The first was the Genevieve Miller Lifetime Achievement Award from the American Association for the History of Medicine, an organization through which I have had the best of scholarly feedback on my research and where I have found fellow travellers and soulmates. I think it was the first time it had gone to a Canadian. My remarks of thanks and advice are here. They were little different (though shorter) from what I’d said in June 2017 when AMS gave me that fabulous potlatch dinner. Retirement for a historian means not only will you qualify for the Miller award, but you can also keep on working and create a job for young person. Apparently some old people did not like these words at all and were vocal about it on Twitter and elsewhere.

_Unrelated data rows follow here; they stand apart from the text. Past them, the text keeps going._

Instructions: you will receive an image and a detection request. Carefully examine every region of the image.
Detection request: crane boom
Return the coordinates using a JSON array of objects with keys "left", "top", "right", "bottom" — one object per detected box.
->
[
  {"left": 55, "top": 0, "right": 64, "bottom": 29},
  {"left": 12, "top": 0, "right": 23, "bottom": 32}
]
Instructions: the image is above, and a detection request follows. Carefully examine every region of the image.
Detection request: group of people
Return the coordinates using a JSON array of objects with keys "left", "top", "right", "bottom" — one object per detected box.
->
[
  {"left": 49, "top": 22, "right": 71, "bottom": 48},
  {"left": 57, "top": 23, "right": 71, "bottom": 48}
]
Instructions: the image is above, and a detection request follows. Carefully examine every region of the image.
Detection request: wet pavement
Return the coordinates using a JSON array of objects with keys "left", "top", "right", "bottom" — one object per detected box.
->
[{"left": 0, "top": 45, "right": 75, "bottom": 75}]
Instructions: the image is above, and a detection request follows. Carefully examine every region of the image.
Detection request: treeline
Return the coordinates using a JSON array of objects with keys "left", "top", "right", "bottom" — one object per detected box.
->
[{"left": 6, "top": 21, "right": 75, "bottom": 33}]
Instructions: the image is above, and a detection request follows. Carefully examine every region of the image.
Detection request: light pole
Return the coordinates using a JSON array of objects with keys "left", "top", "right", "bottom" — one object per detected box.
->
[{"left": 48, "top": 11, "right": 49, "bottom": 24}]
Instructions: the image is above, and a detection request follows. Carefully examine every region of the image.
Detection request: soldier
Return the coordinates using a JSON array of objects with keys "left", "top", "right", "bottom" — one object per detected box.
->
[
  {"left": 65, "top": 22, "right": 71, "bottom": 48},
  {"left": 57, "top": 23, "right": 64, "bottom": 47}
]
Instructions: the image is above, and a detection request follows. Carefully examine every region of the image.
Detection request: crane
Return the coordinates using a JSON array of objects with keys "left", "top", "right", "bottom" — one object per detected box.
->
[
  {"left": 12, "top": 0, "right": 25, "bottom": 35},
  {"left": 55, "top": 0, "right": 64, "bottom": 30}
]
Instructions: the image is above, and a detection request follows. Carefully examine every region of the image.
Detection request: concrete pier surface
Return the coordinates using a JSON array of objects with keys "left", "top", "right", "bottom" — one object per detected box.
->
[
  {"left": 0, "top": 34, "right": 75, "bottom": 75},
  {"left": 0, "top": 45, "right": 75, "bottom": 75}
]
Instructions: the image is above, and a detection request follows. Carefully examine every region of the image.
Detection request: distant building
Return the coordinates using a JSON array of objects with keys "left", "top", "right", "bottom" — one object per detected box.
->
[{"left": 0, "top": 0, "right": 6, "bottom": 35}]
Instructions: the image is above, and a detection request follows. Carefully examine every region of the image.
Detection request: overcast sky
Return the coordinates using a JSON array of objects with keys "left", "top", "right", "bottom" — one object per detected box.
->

The second was the formal induction into the Canadian Medical Hall of Fame at a lavish, sit-down dinner for 500 people in Montreal. There were six of us inducted, including the late Brock Chisholm, a Canadian military psychiatrist who was the first head of the World Health Organization. His granddaughters were there to accept with eloquence. The organizers had prepared a professional video about me and my work, which is now up on youtube. Again my husband video’d my remarks of thanks and a confession, sincerely meant. We could choose the music that played as we walked to the stage — and I chose an orchestral piece from Handel’s opera Acis and Galatea, as produced and directed by my brother Ross Duffin with his students at Case Western Reserve University (listen here at 4 min 30 sec). We also heard snippets of Lara’s Theme from Dr Zhivago and John Lennon’s Imagine— chosen by the other laureates. 

In the aftermath of the celebrations, Dean Reznick and Andrew Willson made a blogpost picked up by the Queen’s Gazette and Lisa Xu did a write up for the Whig Standard newspaper.

Winning awards is on some level a lottery despite the best of intentions of any selection committee. And choosing one person out of dozens of worthy candidates is difficult. Many people collaborate to create new solutions — as all the laureates made clear in their remarks: they did not get there alone. After a couple decades of teaching my course History of the Nobel Prize: Who Won It? Who Didn’t? and Why? — I had come to see awards as highly political, contingent on context of times and place, and often recognized, in retrospect, as mistaken. I have also marvelled at and tried to understand the pervasive human proclivity to create and venerate heroes, saints, and leaders.

So when these two awards came to me, my former students were laughing. I was being punished for having been irreverent. Suitably chastened, I accepted on behalf of medical historians everywhere, who “get it” that history is important for current medical practice; it will not prevent future mistakes, but it helps us to understand the present, and why things that seem wrong now, were once seen as right. It is the first step to making credible scientific and policy change. It prepares the way for lifelong learning. Every medical school should have at least one historian to advocate for history as a medical research discipline in its own right and to make future doctors skeptical about the durability of everything else that they are being taught.

Me seated on right with the other 2019 laureates and the medical student winners of the CMHF awards. Note Hissan Butt standing 3rd from right Queen’s meds 2020.